Rex Alexander

Biographical details
- Born: June 1, 1924 Union County, Kentucky
- Died: March 28, 1982 (aged 57) Grayson County, Kentucky, U.S.
- Alma mater: Murray State University 1949

Playing career

Men's basketball
- 1946–1949: Murray State

Coaching career (HC unless noted)

Men's basketball
- 1949–1954: Murray State (assistant)
- 1954–1958: Murray State
- 1958–1965: Murray State (assistant)

Baseball
- 1955: Murray State

Head coaching record
- Overall: 45–54 (basketball) 5–11 (baseball)

= Rex Alexander =

American basketball coach (1924–1982)

Rex E. Alexander (June 1, 1924 – March 28, 1982) was a college basketball who was the head coach of the Murray State Racers from 1954 to 1958.

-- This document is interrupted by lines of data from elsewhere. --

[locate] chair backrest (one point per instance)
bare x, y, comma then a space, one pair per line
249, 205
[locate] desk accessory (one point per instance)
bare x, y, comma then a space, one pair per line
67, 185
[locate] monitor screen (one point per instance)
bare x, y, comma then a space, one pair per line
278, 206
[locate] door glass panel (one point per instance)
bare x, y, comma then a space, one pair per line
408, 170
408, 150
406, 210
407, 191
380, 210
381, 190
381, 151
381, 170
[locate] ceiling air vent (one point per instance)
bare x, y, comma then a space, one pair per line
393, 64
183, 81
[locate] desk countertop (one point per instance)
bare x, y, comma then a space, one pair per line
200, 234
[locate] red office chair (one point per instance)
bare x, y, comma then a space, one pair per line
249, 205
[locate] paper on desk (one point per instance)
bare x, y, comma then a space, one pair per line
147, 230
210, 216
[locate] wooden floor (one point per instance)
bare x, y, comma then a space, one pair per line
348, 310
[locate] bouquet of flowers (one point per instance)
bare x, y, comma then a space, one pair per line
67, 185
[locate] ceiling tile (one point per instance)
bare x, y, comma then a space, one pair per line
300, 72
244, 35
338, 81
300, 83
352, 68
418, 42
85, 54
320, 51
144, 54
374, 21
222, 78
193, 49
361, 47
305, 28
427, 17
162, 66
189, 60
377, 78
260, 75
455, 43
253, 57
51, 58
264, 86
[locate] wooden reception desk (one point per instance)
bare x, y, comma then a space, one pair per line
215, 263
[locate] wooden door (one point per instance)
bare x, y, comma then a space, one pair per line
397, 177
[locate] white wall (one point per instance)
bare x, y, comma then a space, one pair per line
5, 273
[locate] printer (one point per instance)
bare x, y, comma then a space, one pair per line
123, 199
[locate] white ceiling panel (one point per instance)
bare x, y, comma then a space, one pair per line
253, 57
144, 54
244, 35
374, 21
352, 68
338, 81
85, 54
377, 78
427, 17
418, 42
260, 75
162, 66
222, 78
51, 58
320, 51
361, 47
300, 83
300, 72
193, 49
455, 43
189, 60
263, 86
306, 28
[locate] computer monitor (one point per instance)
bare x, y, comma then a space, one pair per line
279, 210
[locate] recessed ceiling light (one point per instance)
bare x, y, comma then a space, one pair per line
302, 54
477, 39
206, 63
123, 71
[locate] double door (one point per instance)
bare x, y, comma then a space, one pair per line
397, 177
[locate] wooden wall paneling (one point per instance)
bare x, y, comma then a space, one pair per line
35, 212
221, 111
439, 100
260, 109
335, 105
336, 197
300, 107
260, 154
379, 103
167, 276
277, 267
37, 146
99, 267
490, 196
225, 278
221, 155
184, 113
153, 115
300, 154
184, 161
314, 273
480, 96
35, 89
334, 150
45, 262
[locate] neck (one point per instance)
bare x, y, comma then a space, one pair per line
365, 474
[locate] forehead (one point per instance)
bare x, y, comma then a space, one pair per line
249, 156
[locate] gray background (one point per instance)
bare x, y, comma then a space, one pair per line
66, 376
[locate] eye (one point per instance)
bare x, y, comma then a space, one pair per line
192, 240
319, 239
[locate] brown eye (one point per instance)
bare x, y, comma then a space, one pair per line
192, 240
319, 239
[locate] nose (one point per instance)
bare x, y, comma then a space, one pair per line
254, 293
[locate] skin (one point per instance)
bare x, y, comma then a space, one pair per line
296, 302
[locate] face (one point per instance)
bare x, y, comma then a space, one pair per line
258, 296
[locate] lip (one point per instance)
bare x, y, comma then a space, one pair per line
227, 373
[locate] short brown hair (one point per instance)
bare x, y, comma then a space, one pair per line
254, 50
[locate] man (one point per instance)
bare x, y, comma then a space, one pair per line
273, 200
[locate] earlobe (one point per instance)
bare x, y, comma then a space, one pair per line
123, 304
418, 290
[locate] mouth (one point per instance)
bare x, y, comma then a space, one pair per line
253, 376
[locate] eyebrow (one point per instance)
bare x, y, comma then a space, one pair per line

A native of Union County, Kentucky, Alexander played forward for the Racers' basketball team and graduated from the school in 1949. He served as assistant coach under Harlan Hodges until Hodges left for Idaho in 1954. After former North Carolina head coach Tom Scott turned down the job, Alexander was promoted to head coach. In his four seasons at Murray State, Alexander had a 45–54 record and no tournament appearances. He also led the Murray State baseball team to 5–11 record in 1955. He asked to be relieved of his head coaching duties after the 1957–58 season and was replaced by DePauw University head coach Cal Luther. He remained with the school as an assistant coach and professor and in 1976 he was the recipient of the Murray State Distinguished Professor award. He was inducted into the Murray State Athletics Hall of Fame in 2000.

Alexander's son David played basketball at Western Kentucky in 1971. His grandson Troy played for Southern Methodist University.

He died in an automobile accident on March 28, 1982.